Situational awareness

The precursor of decision-making


The art of robotic surgery requires two operators. It may seem unthinkable that a surgeon might be at the controls of the robot without having an assistant beside the patient. And yet…

 “I have a problem … everything’s gone!”

 The operation seems to be relatively straightforward, the techniques are known and the patient is uncomplicated. Dialogue is kept short in the operating room, where one person’s comment seldom calls for a response from the other.

” I have a problem … everything’s gone!” The sudden announcement of the assistant breaks the quiet of the OR. His monitor screen has suddenly gone off without warning. “OK … It’s gone” immediately replies the surgeon, his head still buried in his console.





Understanding from this that the entire camera system has just gone off, the assistant goes to the video cart to try to fix this annoying glitch. The surgeon has still not taken his head out of the console, and he even continues to manipulate the robot arms.

This unlikely situation goes on for 4½ minutes, until the two team members realize that they are dangerously divided.

Are you aware? 

The model of “situational awareness“ or “situation awareness“, as defined by Endsley¹ in 1995, provides insight into this event.

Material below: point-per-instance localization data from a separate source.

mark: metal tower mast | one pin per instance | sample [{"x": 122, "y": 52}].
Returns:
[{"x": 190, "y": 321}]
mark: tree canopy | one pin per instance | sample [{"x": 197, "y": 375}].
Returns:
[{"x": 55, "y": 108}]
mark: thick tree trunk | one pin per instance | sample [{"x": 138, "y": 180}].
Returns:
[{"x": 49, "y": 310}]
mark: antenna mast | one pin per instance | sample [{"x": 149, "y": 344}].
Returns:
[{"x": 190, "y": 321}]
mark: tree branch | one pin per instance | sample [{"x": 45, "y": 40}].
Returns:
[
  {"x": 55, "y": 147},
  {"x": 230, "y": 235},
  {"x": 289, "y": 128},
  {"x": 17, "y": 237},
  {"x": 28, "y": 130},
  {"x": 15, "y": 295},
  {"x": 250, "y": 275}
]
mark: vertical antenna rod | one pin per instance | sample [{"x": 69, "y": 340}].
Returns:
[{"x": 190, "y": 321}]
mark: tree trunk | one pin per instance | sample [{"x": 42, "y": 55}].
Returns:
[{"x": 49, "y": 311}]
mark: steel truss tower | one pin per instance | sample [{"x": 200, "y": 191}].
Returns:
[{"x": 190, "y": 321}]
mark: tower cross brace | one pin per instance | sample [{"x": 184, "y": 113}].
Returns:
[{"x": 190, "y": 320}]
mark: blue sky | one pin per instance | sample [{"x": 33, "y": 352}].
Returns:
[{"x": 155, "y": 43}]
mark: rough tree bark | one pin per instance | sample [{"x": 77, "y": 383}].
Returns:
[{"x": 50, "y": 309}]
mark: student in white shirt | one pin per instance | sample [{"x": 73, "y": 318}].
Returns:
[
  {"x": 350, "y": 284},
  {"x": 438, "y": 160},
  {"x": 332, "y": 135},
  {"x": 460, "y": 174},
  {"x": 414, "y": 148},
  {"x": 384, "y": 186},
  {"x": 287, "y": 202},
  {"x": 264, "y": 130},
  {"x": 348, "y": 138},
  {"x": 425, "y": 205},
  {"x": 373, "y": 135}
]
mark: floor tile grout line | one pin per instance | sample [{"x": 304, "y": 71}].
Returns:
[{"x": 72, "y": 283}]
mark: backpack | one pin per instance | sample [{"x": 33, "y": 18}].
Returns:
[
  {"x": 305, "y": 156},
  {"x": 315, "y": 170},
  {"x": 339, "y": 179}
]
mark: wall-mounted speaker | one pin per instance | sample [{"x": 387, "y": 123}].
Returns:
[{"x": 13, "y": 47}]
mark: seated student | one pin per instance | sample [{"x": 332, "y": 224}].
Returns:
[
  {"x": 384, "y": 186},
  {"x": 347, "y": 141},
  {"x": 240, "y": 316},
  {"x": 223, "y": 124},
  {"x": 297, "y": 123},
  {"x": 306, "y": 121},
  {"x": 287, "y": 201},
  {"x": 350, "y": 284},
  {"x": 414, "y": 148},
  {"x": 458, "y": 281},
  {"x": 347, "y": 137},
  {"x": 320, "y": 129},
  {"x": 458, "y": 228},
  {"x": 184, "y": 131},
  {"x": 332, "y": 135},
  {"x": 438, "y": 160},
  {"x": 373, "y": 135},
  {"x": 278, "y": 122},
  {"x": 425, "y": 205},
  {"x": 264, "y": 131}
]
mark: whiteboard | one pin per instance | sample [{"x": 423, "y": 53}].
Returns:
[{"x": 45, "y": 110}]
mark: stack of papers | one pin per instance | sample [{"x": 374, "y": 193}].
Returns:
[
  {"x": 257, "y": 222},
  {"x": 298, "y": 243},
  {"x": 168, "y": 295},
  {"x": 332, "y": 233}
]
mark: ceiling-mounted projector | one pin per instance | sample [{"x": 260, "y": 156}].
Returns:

According to the SA (Situational Awareness) model, the first stage in the analysis of a situation consists of perceiving our environment through our senses. We then process the data we’ve received, and then we project a future state. These three steps together are called Situation Awareness. This is a dynamic process based on the actual state of the environment, subjected to cognitive handling, from which a particular output is probable. This output feeds the decision-making process that guides our actions.

So what?

 Ideally, this repeated process leads only to optimal situations. Thus, our surgical team should not have split. The problem is that the “virtuous circle” of SA is sensitive to both internal and environmental influences:

  • The surgeon’s visual perception is limited to a few square inches of his surgical area
  • The auditory perception of two members of the team is weakened by fragmentary and somewhat halting communications²

These limited perceptions can lead to misunderstandings between the surgeon and his assistant, and therefore to non-suitable projections towards a future state. The resulting decisions and actions can only be a poor fit.

So what actually happened?

When the assistant announced “I have a problem … everything’s gone!” he meant that he had no picture any more on his video monitor. At the exact same time, the surgeon also had a problem (momentary loss of picture), and then “…gone” (the video is back, so the problem is gone). He therefore replied “OK … It’s gone” meaning that his problem was over, so he could continue to operate.

Incredible? But true.

 Fortunately, this event took place during a “robotic surgical training” workshop at Nancy School of Surgery. One of the supervisors of the session had discreetly disconnected the monitor used by the assistant. Disconnecting this cable had the side effect of causing a micro video cutoff at the surgeon’s console.

During the debriefing of this Medical Team Training session, the surgeon appreciated the need to take one’s head out of the console when an unexpected event occurs in the OR. This team has also decided to adopt a so-called “secured communication” protocol which leaves no room for doubt.

One has to be aware of the limits of perception, of understanding and of projecting into the future if one is to generate the strategies for an appropriate level of situational awareness.



¹ : Mica R. Endsley, “Toward a Theory of Situation Awareness in Dynamic Systems”, Human Factors and Ergonomics Society, 1995, 37(1), 32-64

² : We will analyse soon the safe communication methods.